Venía yo hoy pensando que sin falta tenía que actualizar este pobre blog. Y venía pensando también en el profundo agujero sin fondo en que se ha convertido últimamente mi cerebro. Nada, ninguna idea razonable sobre la que escribir. Y en éstas que reviso actualizaciones recientes y me encuentro con el melodramático e incitante post de Eva. Y digo incitante porque me han entrado unas ganas locas de ponerme dramática yo también. Sí, sí, justo con ese gesto de la mano en la frente... pero sobre todo me ha recordado por qué no puedo vivir sin libros (éso y la insoportable cantidad de tiempo que hace que no voy al teatro), y es que leer es sumergirse en otros mundos, en otras vidas, y sea mejor o peor el libro, raro es el que no consigue transportarte por unas horas, hacerte reir, temer, alegrarte o sufrir y sí, ¿por qué no decirlo? dotar de cierto dramatismo a nuestras rutinarias vidas.
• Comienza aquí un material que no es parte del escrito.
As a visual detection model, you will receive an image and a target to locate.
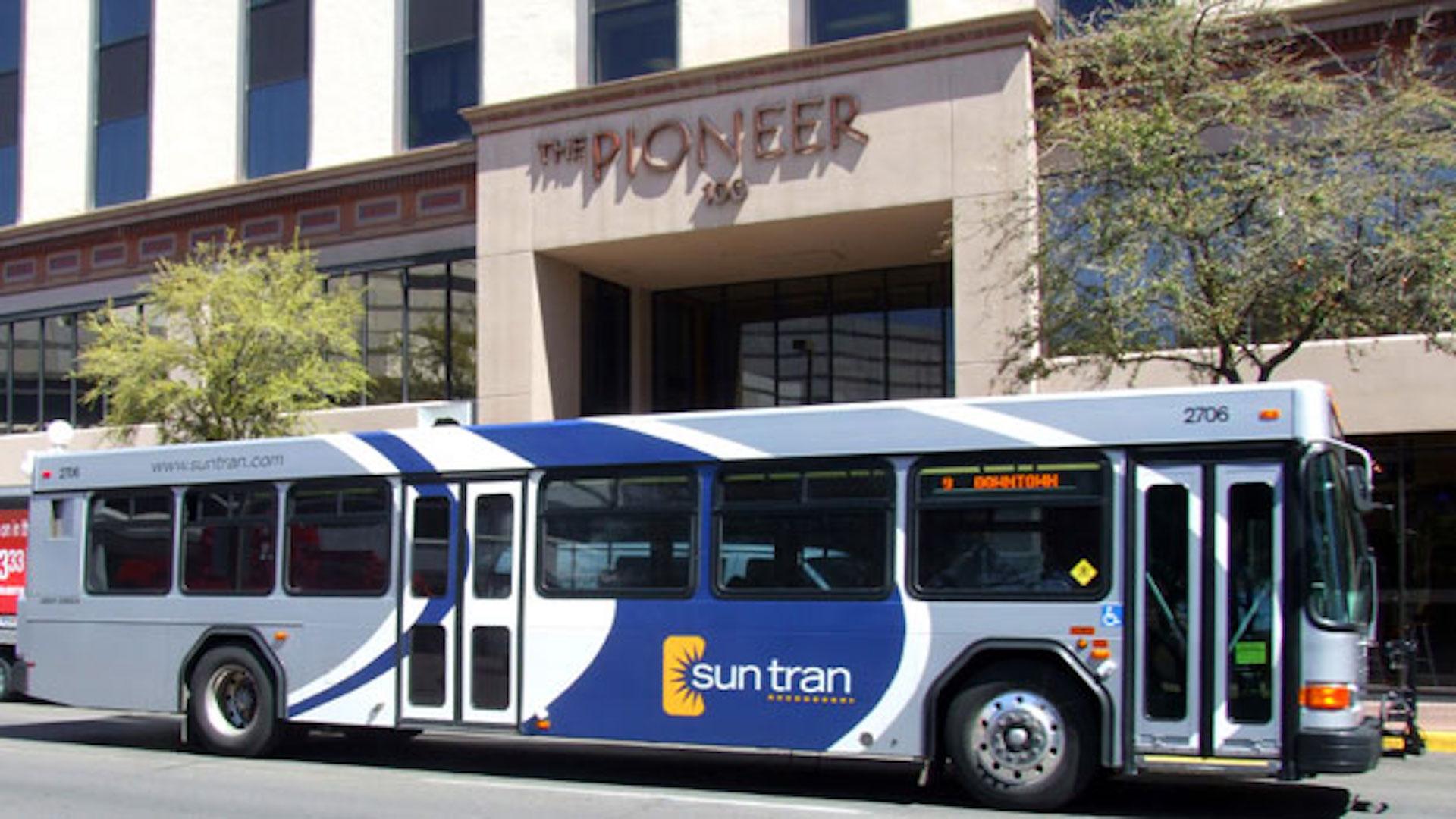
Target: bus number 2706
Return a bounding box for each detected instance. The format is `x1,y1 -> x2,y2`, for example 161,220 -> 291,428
1184,403 -> 1228,424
Sin embargo, a raíz de las turbulencias creadas por la maternidad, pasé un tiempo sin poder dedicarme demasiado a la lectura. Ahora ya, con los dos niños en horario escolar razonable y con una cierta libertad horaria que ya no me haría ninguna gracia abandonar, he podido recuperar el placer de sumergirme, durante largas horas o intensos minutos, según se de el día, en dramas o aventuras ajenas. De hecho hace días ya que venía pensando en añadir una pequeña nota en el lateral en la que reflejar mis actuales lecturas y bueno, ahí mismo la tenéis. Pero aprovecho y, a falta de idea mejor con la que rellenar este post, hablemos de mis últimas aventuras literarias:

- Millenium. Sólo la primera parte. Me pareció tan mala que, a pesar de que debo reconocer que la historia me enganchó, no he tenido mayor interés en leer la continuación. Renueva mi convencimiento de que yo también puedo publicar.

- Réquiem. Ya os hablé de él. Es la tercera parte de la trilogía de David Lozano. Novela juvenil. Bien escrita, buena historia (imprescindible haber leído las dos primeras, claro), mantiene bien el ritmo y consigue un final más que digno, lo que no era fácil visto el jardín en el que se había ido metiendo a lo largo de las tres novelas. Bastante mejor que Millenium. Renueva mi convencimiento de que con un poco de constancia yo también podría escribir.

- La isla bajo el mar. Simplemente brillante, como de costumbre en Isabel Allende. Renueva mi convencimiento de que yo jamás seré una escritora de verdad.